She was well on Sunday, a ride for coffee and to look at the water.
On Monday a morning visit to give her her pills. She had made coffee herself. After Sam's appointment we went again, this time a ride to Newburyport. Lunch at the diner. A little walk around. A ride to Plum Island.
Tuesday morning, her birthday, a quick get-ready then coffee with her father. A card with a picture of her as a girl holding her baby sister, now dead. She doesn't cry. She didn't sleep well, thunder and all. Has a hard time following conversation.

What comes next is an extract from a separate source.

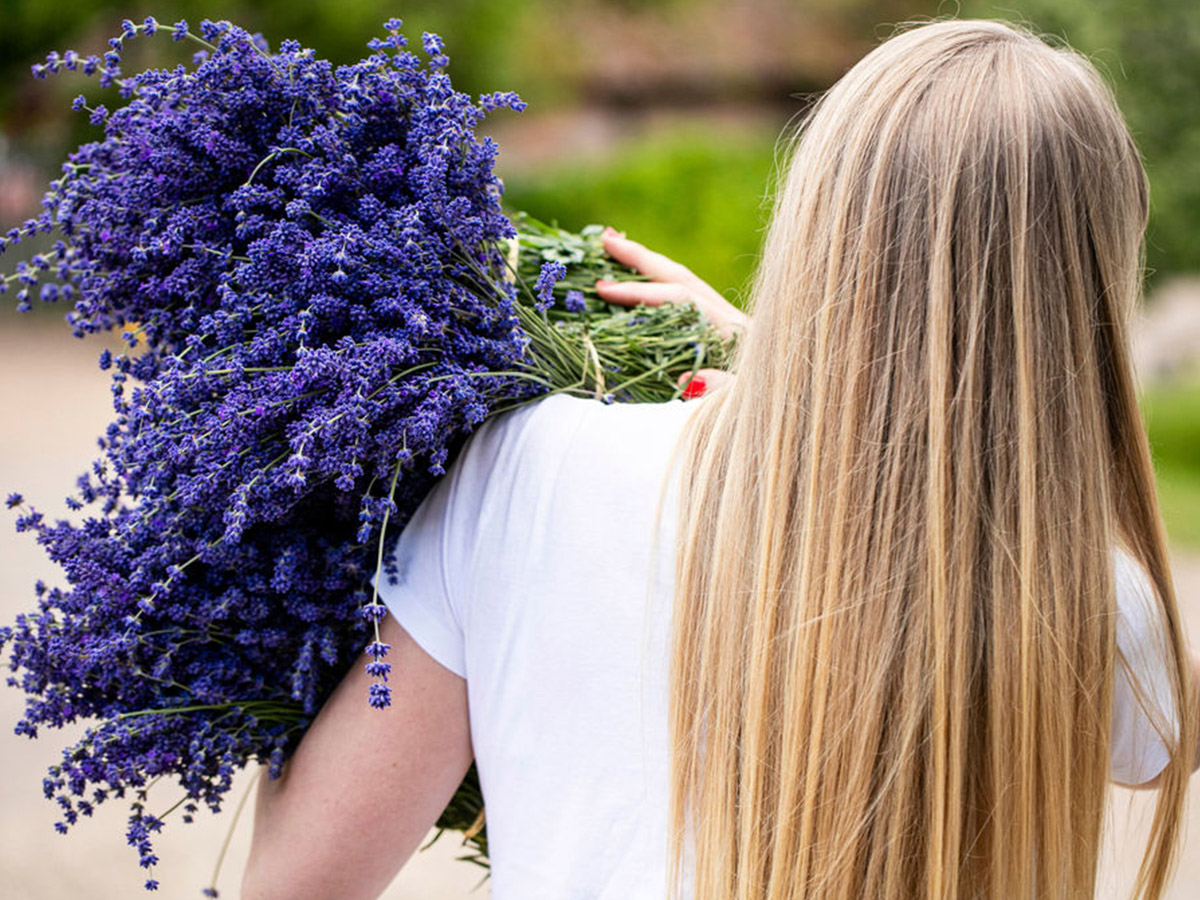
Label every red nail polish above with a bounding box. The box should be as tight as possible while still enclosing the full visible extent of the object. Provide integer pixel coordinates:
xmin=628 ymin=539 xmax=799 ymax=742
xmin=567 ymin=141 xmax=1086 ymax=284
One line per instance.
xmin=683 ymin=376 xmax=708 ymax=400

Wednesday morning and she is tired. She can't sleep without him, where is he? I explain again: He'll be home soon. Coffee with her aunt and uncle. She can't find her words. Stutters. Says the wrong things. Sam, just walking, keeps stumbling into Bernie's paintings. Left out for an agent to look at later. By the time we leave she doesn't make sense but she is comfortable. You can hear it in her voice.
I bring her to her friend's house. Stopping in the art store the man asks how she is, if she's better. He's know her for years. And I tell him no, she's not better. She is not going to get better. I pay for my paper and leave.
That evening I bring her to the hospital to meet her newest grandchild. She manages the crowd, laughs at the wrong times. She is quiet on the way home.
This is how our hearts break. We watch the people we love hurt and nobody can say a thing.